Workflow:ARISE Initiative Robosuite Environment Setup And Simulation
| Knowledge Sources | |
|---|---|
| Domains | Robotics, Simulation, MuJoCo |
| Last Updated | 2026-02-15 06:00 GMT |
Overview
End-to-end process for creating a robosuite manipulation environment, selecting a robot and task, and running a simulation loop with random or scripted actions.
Description
This workflow covers the fundamental usage pattern of the robosuite framework: instantiating a MuJoCo-based robot manipulation environment using the factory pattern, configuring robot embodiments and controllers, resetting the simulation, and executing an action-observation loop. The process assembles a complete simulation scene by composing an Arena (workspace), Robot (embodiment with gripper), and task Objects into a unified MuJoCo model. It supports 13+ robot models, 11+ single-arm tasks, and 4 bimanual tasks out of the box.
Usage
Execute this workflow when you need to set up a robosuite simulation for the first time, evaluate a new robot-task combination, or create a basic simulation loop for testing controllers or policies. This is the starting point for all downstream workflows such as RL training, teleoperation, and demonstration collection.
Execution Steps
Step 1: Select Environment And Robot
Choose a manipulation task environment from the registered environments (e.g., Lift, Stack, Door, PickPlace, NutAssembly, Wipe, ToolHang, or bimanual tasks like TwoArmLift). Select one or more robot models (e.g., Panda, Sawyer, UR5e, IIWA, Jaco, Kinova3) to instantiate in the environment. For bimanual tasks, select either a single bimanual robot (Baxter) or two single-arm robots in parallel/opposed configuration.
Key considerations:
- Use the interactive CLI helpers from `input_utils` for exploratory selection
- Each environment registers itself via the `EnvMeta` metaclass into `REGISTERED_ENVS`
- Bimanual environments require specifying `env_configuration` (bimanual, parallel, or opposed)

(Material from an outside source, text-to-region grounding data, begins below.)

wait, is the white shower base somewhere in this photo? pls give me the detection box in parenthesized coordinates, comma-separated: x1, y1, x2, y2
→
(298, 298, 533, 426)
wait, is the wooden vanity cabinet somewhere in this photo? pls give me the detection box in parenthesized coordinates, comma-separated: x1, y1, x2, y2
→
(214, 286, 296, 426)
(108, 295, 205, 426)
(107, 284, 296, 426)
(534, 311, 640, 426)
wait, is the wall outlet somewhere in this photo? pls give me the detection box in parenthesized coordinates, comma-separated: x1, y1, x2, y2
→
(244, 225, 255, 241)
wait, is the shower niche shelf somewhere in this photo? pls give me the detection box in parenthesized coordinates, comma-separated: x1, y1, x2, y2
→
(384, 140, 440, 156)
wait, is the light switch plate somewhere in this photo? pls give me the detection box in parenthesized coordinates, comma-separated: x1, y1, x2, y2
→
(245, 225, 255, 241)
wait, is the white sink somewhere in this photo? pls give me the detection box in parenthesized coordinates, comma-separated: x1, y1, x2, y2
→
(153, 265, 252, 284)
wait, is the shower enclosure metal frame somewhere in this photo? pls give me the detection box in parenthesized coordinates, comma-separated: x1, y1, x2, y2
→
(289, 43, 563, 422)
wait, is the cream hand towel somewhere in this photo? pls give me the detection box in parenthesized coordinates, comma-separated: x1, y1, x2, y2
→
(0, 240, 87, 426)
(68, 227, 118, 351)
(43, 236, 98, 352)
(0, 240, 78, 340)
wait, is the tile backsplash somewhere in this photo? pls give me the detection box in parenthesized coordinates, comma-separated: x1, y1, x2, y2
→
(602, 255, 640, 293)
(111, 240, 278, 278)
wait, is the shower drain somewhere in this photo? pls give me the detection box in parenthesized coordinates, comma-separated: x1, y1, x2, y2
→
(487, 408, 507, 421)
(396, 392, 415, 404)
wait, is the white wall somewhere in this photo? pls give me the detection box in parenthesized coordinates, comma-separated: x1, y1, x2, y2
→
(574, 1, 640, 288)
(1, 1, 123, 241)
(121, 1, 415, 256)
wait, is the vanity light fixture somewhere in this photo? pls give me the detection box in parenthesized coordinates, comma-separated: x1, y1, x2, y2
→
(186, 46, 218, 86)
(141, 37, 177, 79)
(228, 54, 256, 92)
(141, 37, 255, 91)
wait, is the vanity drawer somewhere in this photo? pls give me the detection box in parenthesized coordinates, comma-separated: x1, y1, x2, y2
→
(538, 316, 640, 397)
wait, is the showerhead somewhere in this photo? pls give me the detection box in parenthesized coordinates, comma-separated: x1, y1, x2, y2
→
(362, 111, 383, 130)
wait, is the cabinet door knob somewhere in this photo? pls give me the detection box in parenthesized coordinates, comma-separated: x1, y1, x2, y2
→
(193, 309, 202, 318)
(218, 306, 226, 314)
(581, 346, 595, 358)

Step 2: Configure Controller
Load or specify the composite controller configuration for the selected robot. Each robot has a default JSON controller config that defines which composite controller type to use (BASIC, HYBRID_MOBILE_BASE, WHOLE_BODY_IK, or WHOLE_BODY_MINK_IK) and maps part controllers (arm, gripper, mobile base) to actuator groups.
Key considerations:
- Controller configs are JSON files loaded via `load_composite_controller_config`
- Part controllers include OSC_POSE, OSC_POSITION, JOINT_POSITION, JOINT_VELOCITY, JOINT_TORQUE, and IK_POSE
- The composite controller orchestrates all part controllers for a given robot
Step 3: Create Environment
Instantiate the environment using the `robosuite.make()` factory function, passing the environment name, robot(s), controller configuration, and rendering options. This triggers the full scene assembly pipeline: Arena creation, Robot loading with gripper and base, Object placement, and MJCF model merging into a unified MuJoCo simulation.
Key considerations:
- Set `has_renderer=True` for on-screen visualization, `has_offscreen_renderer=True` for pixel observations
- Set `use_camera_obs` to enable or disable camera image observations
- `control_freq` determines how many control steps per second (typically 20 Hz)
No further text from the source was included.